At eight o'clock in the morning, April 28, 1760, the English army was drawn up in order of battle on the same field where it had moved to victory seven months before. General Murray, with this army of six thousand men and twenty guns, held a very strong position, while the French army, a little more numerous, but supported by only two guns, occupied the heights of St. Foy. The French were wearied with their painful march over the marshes of La Suède, but they burned to wipe out the memory of their defeat. The hate of centuries stirred the bosoms of both armies. The courage of both was beyond question, and fifteen thousand of the best troops in the world only awaited the word of their commanders to spring at each other's throats.
Jules D'Haberville, who had distinguished himself in the first battle on the Plains of Abraham, was with a detachment commanded by Captain d'Aiguebelle. By order of General de Lévis, this detachment had at first abandoned Dumont's mill under the attack of a much superior force. Jules was severely wounded by the explosion of a shell, which had shattered his left arm, but he refused to go to the rear. Presently the general concluded that the mill was a position of supreme importance, and, when he gave the order to recapture it, Jules led his company to the charge, carrying his arm in a sling.
Almost all Murray's artillery was directed to the maintenance of this position. The French grenadiers charged on the run. The bullets and grape decimated their ranks, but they closed up as accurately as if they were on parade. The mill was taken and retaken several times during this memorable struggle. Jules D'Haberville, "the little grenadier," as the soldiers called him, had hurled himself, sword in hand, into the very midst of the enemy, who yielded ground for a moment; but scarcely had the French established themselves, when the English returned to the attack in overwhelming numbers, and took the position after a most bloody struggle.
The French grenadiers, thrown for a moment into disorder, reformed at a little distance under a scathing fire; then, charging for the third time, they carried the position at the point of the bayonet, and held it.

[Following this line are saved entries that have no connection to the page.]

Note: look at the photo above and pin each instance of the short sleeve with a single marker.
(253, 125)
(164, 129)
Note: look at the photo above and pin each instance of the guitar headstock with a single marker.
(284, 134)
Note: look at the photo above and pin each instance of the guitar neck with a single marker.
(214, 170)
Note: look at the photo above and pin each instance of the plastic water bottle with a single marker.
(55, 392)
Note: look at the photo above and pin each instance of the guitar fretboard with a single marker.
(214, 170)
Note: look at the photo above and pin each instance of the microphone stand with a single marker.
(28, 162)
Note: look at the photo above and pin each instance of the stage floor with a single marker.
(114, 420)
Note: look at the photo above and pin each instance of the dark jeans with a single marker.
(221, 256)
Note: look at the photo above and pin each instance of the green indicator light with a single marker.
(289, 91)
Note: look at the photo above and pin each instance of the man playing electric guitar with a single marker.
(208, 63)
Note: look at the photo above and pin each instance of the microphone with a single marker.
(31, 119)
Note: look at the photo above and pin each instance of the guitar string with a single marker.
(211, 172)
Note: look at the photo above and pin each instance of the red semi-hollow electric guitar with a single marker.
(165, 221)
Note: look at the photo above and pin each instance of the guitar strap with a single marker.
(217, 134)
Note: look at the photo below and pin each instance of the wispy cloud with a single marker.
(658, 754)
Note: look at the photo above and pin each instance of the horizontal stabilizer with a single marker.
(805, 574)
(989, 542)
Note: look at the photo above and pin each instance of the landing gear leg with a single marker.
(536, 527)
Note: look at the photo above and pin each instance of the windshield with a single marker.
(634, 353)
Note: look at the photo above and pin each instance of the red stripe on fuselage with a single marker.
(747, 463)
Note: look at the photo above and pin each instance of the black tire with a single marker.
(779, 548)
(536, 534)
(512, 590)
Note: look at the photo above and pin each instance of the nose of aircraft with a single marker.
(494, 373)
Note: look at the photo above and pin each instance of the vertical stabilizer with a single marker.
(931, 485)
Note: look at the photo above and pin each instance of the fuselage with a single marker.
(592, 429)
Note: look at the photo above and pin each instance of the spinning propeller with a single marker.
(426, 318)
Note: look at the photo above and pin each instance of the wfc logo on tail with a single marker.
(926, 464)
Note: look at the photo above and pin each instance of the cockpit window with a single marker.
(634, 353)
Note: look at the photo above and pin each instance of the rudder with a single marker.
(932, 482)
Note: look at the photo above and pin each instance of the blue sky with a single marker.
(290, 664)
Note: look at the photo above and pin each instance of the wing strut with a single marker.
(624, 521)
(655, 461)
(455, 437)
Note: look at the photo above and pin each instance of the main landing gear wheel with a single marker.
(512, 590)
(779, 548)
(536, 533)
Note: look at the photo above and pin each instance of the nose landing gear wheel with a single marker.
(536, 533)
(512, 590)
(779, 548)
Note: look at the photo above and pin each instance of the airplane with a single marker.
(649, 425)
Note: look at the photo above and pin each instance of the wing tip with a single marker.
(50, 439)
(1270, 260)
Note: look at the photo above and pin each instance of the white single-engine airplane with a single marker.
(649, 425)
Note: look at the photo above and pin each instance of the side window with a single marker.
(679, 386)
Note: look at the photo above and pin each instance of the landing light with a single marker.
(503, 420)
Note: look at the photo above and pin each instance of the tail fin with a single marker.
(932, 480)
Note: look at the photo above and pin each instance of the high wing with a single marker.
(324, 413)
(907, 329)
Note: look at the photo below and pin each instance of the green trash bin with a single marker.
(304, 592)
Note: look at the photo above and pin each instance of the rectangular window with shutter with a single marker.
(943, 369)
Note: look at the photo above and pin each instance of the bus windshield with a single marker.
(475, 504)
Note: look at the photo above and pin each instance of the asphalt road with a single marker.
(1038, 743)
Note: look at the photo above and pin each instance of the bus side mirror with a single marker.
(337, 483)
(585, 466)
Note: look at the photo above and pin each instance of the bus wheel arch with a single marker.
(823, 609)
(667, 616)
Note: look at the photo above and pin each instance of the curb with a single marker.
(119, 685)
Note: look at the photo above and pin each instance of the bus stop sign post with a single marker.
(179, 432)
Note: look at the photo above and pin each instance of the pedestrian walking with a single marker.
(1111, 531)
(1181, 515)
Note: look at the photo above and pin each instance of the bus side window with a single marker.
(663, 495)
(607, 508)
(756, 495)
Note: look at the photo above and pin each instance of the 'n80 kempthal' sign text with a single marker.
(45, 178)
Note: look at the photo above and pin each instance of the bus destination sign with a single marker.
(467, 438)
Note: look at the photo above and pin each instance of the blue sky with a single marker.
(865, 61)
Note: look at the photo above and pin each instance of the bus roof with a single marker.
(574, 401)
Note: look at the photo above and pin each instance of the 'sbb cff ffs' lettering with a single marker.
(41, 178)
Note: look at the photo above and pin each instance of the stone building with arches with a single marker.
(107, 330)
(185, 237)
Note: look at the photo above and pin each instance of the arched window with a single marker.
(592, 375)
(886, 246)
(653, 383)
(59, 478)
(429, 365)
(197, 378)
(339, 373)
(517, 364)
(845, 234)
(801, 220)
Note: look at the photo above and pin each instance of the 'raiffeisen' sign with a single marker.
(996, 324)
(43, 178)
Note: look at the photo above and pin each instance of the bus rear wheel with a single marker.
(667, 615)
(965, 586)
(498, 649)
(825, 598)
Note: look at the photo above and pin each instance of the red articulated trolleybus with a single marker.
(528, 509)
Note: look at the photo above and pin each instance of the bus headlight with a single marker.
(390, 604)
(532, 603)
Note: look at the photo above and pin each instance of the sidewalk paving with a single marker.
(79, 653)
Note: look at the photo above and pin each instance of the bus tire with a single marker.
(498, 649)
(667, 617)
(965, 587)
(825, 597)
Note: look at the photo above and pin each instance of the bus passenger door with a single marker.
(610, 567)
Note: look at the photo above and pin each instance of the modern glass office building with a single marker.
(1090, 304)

One would have thought, during this last charge, that the love of life was extinct in the soul of Jules, who, his heart torn by what he thought the treason of his friend, and by the total ruin of his family, appeared to seek death as a blessing. As soon as the order for that third charge was given he sprang forward like a tiger with the cry of, "À moi grenadiers!" and hurled himself single handed upon the English. When the French found themselves masters of the position they drew Jules from under a heap of dead and wounded. Seeing that he was yet alive, two grenadiers carried him to a little brook near the mill, where he soon returned to consciousness. It was rather loss of blood than the severity of his hurt that had caused the swoon. A blow from a saber had split his helmet and gashed his head without fracturing the skull. Jules wished to return to the fight, but one of the grenadiers said to him:
"Not for a little while, my officer. You have had enough for the present, and the sun beats like the devil out there, which is very dangerous for a wound on the head. We are going to leave you in the shade of these trees." D'Haberville, too weak to oppose them further, soon found himself lying among a number of the wounded, who had had strength enough to drag themselves into the grove. Every one knows its result, this second battle of the Plains of Abraham. The victory was dear bought by the French and the Canadians, who suffered no less severely than their enemies. It was a useless bloodshed. New France, abandoned by the mother country, was ceded to England by the careless Louis three years after the battle.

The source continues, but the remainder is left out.